Flagler County Emergency Management

Agency overview
- Formed: 1988
- Jurisdiction: Flagler County, Florida
- Headquarters: Bunnell, Florida;
- Agency executive: Jonathan Lord, Emergency Management Director;
- Parent agency: Flagler County Board of County Commissioners
- Website: https://www.flaglercounty.gov/emergency

= Flagler County Emergency Management =

American county government agency

Flagler County Emergency Management (FCEM) is the local government agency responsible for disaster mitigation, preparedness, response, and recovery in Flagler County, Florida. Established in 1962 as Civil Defense, with the modern Emergency Management designation adopted in 1995. The agency's organizational structure has changed several times, transitioning from Civil Defense to the Emergency Management department in the mid 1900s, then operating as a division under the Emergency services department from 1999 to 2008, before being restored as a standalone Emergency Management department. The department operates under the legal authority of Chapter 12 of the Flagler County Code of Ordinances and Florida Statutes Chapter 252, which designate the Emergency Management Director as the official responsible for countywide emergency operations and maintenance of the Comprehensive Emergency Management Plan (CEMP). FCEM manages the county's Emergency Operations Center (EOC), located at 1769 East Moody Boulevard, Bldg 3, in Bunnell, which serves as the central hub for interagency coordination, resource allocation, and public information during major incidents. The agency consists of professional staff and multiple structured volunteer networks to augment operations on a daily basis and during emergencies and disasters.

== History ==

=== Early civil defense activities (1940s) ===
Flagler County's earliest organized emergency functions emerged during World War II under Civil Defense. Coastal watch towers were constructed in Flagler Beach and Painter's Hill, blackout rules were enforced along the shoreline, and residents were issued passes to cross the Intracoastal Waterway due to Coast Guard security measures. Local volunteers served as plane spotters, reporting aircraft positions to military authorities by telephone. These Civil defense functions formed the earliest foundation of what would later become Flagler County Emergency Management, representing early local operations that preceded modern emergency management practices.

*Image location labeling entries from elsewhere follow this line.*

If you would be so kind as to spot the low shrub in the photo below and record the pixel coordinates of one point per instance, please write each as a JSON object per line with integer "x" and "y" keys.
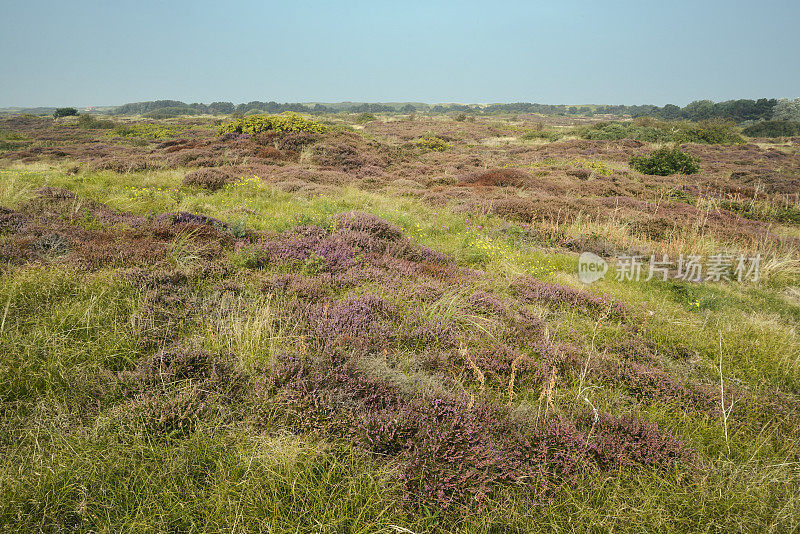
{"x": 207, "y": 178}
{"x": 90, "y": 122}
{"x": 64, "y": 112}
{"x": 710, "y": 132}
{"x": 289, "y": 122}
{"x": 431, "y": 142}
{"x": 666, "y": 161}
{"x": 169, "y": 113}
{"x": 773, "y": 129}
{"x": 365, "y": 118}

During the same period, Flagler County supported civil defense aviation through coastal patrol base No. 5, which relocated to the Flagler Beach Airport on October 28, 1942. The Civil Air Patrol conducted daily anti-submarine patrols along Florida's Atlantic coast under the U.S. Office of Civilian Defense (OCD), operating from facilities constructed by the City of Flagler Beach, including a hangar, administration building, radio shack, and weather station. Although operated under federal authority, these activities complemented local Civil Defense responsibilities and expanded the county's early emergency preparedness role. Base personnel-maintained guard posts, hurricane evacuation plans, and coordination with the U.S. Weather Bureau, reflecting the county's early involvement in organized coastal defense and emergency preparedness.

=== Transition from civil defense to modern emergency management preparedness (1950s-1980s) ===
Civil defense programs established during World War II expanded during the Cold War and laid the foundation for modern emergency management practices in the United States. The OCD, coordinated federal, state, and local civilian protection efforts, a similar mission in scope to today's emergency management agencies. Following World War II, Flagler County began improving emergency access and infrastructure. Rural electrification reached the county in 1945, and major transportation upgrades, including the paving of Route 100 in 1946 and construction of a raised roadbed to Flagler beach in 1948. These things helped to address the chronic flooding and hazardous travel conditions within the county. A deteriorating Intracoastal Waterway drawbridge prompted emergency safety procedures in the late 1940s, including requiring schoolchildren to walk across the bridge while the empty bus followed. A new electrically operated concrete drawbridge was completed in 1950, improving emergency access to Flagler Beach. These post-war civil defense improvements strengthened the county's ability to respond to hazards and formed an early structural foundation for the emergency management system that would emerge decades later.

As Palm Coast developed in the 1970s and 1980s, emergency service needs increased. ITT Community Development Corporation (IDCD) funded an Emergency Services Building, fire trucks, and an emergency vehicle, significantly expanding county response capabilities and supporting the transition toward a coordinated emergency services system. Although Emergency Management and fire-rescue functions were already closely linked operationally during this period, these ITT-funded improvements strengthened countywide public safety capacity and contributed to the broader evolution from civil defense toward modern emergency management.

By the early 1980s, Flagler County was one of the fastest-growing counties in Florida, entering what local historians described as a "crucial decade" that set the stage for modern emergency management preparedness across the country.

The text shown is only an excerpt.